A.H.: W końcówkach setów było nerwowo, były decyzje sędziów, z którymi mogliście się nie zgodzić. Czy to w jakiś sposób Was zdekoncentrowało?
M.J.: Z naszej strony uważaliśmy, że sędzia mógł podjąć inne decyzje w tych końcówkach, trochę mieliśmy pretensji, ale jestem daleki od tego, żeby powiedzieć, że to jakkolwiek zaważyło o wyniku. Mieliśmy piłkę po swojej stronie, swoje okazje, których nie wykorzystaliśmy. Wpływa to w pewien sposób na grę, ale jeśli chcemy być drużyną, która bije się o play-offy i coś osiąga w tym sezonie, to takie rzeczy nie mogą nas dekoncentrować.

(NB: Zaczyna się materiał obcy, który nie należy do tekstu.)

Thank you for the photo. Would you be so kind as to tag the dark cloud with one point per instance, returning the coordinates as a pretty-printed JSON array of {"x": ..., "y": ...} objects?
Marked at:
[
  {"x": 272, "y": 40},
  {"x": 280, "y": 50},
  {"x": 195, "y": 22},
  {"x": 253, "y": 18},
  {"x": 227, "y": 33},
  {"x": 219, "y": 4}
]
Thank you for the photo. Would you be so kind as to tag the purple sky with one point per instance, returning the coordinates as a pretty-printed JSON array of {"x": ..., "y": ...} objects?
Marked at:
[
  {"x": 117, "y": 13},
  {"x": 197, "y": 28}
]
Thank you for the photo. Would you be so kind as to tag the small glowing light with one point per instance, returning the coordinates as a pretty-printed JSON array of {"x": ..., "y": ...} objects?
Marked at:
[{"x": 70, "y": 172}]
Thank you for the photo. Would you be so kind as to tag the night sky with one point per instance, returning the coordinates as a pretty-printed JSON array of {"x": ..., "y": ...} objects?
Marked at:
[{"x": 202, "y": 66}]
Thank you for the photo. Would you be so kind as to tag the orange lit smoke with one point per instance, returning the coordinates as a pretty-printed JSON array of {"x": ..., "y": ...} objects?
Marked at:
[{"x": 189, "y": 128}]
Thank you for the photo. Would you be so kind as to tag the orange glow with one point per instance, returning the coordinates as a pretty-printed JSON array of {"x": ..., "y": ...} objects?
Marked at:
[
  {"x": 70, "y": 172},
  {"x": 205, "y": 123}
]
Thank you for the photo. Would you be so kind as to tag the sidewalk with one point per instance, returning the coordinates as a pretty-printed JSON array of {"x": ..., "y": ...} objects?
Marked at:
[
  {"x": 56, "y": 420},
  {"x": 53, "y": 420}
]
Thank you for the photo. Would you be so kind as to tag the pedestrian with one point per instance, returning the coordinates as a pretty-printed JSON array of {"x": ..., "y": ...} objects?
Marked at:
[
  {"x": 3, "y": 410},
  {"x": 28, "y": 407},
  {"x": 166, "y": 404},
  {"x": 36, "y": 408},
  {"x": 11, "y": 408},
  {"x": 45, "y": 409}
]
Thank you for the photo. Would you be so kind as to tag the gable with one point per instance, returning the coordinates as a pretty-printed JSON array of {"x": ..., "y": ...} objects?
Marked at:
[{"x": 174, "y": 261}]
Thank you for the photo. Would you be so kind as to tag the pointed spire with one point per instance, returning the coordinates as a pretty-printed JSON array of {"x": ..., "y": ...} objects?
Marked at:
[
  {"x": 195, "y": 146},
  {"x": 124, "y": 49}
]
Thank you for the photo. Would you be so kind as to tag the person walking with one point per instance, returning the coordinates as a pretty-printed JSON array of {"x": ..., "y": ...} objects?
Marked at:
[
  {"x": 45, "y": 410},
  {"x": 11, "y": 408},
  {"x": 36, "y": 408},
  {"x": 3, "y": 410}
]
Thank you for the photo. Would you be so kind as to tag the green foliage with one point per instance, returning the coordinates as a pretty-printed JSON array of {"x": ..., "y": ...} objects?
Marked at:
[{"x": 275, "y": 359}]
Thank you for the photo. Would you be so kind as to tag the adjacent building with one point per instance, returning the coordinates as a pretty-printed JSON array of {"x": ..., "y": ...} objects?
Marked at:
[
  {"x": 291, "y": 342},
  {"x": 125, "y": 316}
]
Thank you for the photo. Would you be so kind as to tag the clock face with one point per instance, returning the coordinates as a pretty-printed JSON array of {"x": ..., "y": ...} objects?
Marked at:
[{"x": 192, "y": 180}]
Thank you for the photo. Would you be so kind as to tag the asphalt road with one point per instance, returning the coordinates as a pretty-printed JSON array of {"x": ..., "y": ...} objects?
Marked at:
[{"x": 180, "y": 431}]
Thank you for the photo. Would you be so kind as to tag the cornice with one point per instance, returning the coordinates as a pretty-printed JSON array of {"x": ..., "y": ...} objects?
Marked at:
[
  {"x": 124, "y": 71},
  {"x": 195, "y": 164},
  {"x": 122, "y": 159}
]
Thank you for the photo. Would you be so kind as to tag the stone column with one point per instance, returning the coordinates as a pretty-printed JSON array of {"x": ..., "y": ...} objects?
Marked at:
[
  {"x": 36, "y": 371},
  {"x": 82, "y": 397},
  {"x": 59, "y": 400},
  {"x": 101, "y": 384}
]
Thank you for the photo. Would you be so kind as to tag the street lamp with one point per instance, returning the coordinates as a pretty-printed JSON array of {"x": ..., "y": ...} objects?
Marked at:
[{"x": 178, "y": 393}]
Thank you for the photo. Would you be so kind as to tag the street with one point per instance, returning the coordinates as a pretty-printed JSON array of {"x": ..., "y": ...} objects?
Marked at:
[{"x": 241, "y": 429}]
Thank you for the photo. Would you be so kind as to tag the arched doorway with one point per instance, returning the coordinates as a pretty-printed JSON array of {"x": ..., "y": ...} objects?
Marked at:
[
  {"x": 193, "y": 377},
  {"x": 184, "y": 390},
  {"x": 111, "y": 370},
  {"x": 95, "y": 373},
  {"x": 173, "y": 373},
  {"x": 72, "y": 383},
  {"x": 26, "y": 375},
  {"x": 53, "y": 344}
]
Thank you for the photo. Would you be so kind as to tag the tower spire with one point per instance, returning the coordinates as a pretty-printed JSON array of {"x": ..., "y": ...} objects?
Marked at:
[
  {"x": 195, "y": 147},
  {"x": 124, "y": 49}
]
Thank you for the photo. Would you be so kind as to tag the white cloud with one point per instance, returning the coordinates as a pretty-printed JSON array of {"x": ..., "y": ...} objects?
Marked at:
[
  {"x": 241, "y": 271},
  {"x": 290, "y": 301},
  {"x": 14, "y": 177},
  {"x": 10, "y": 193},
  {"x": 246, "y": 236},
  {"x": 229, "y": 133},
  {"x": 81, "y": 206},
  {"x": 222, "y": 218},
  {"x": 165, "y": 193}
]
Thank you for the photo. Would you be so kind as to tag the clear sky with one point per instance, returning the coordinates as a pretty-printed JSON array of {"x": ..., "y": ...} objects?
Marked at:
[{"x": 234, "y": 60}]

A.H.: Jeszcze odnośnie samej Waszej drużyny. Jesteście młodym, żywiołowym teamem, widać u Was uśmiechy i radość na boisku. Sam trener Winiarski też debiutuje w samodzielnym prowadzeniu drużyny w PlusLidze.
M.J.: W drużynie czujemy się świetnie, co też widać. Na boisku i poza nim jest super atmosfera, co też przekłada się na naszą grę. Dużo było eksperymentów tak naprawdę: nowy trener, który pierwszy rok jest pierwszym trenerem i odpowiada za wszystko, kilku zawodników jak Pablo Crer, który nigdy nie grał w PlusLidze, więc nie wiadomo było czego się spodziewać, Paweł Halaba, dla którego to pierwszy poważny sezon w lidze, więc było kilka niewiadomych. Póki co pokazujemy, że ten projekt się udał i został dobrze zbudowany. Ja liczę na to, że będziemy grać dobrze do końca, a co się uda wygrać w tym sezonie, to już zobaczymy. Ciężko powiedzieć na co tak naprawdę nas ostatecznie stać. Myślę, że sprawiamy radość kibicom, fajnie się nas ogląda. Wygrywamy, wszystko idzie w dobrym kierunku i mam nadzieję, że uda się to utrzymać.
Po spotkaniu w Warszawie podopieczni trenera Winiarskiego zajmują 5 miejsce w tabeli z dorobkiem 19 punktów. Kolejne spotkanie Trefl Gdańsk rozegra z MKS Ślepskiem Suwałki. Mecz już we wtorek 17 grudnia o 17:30.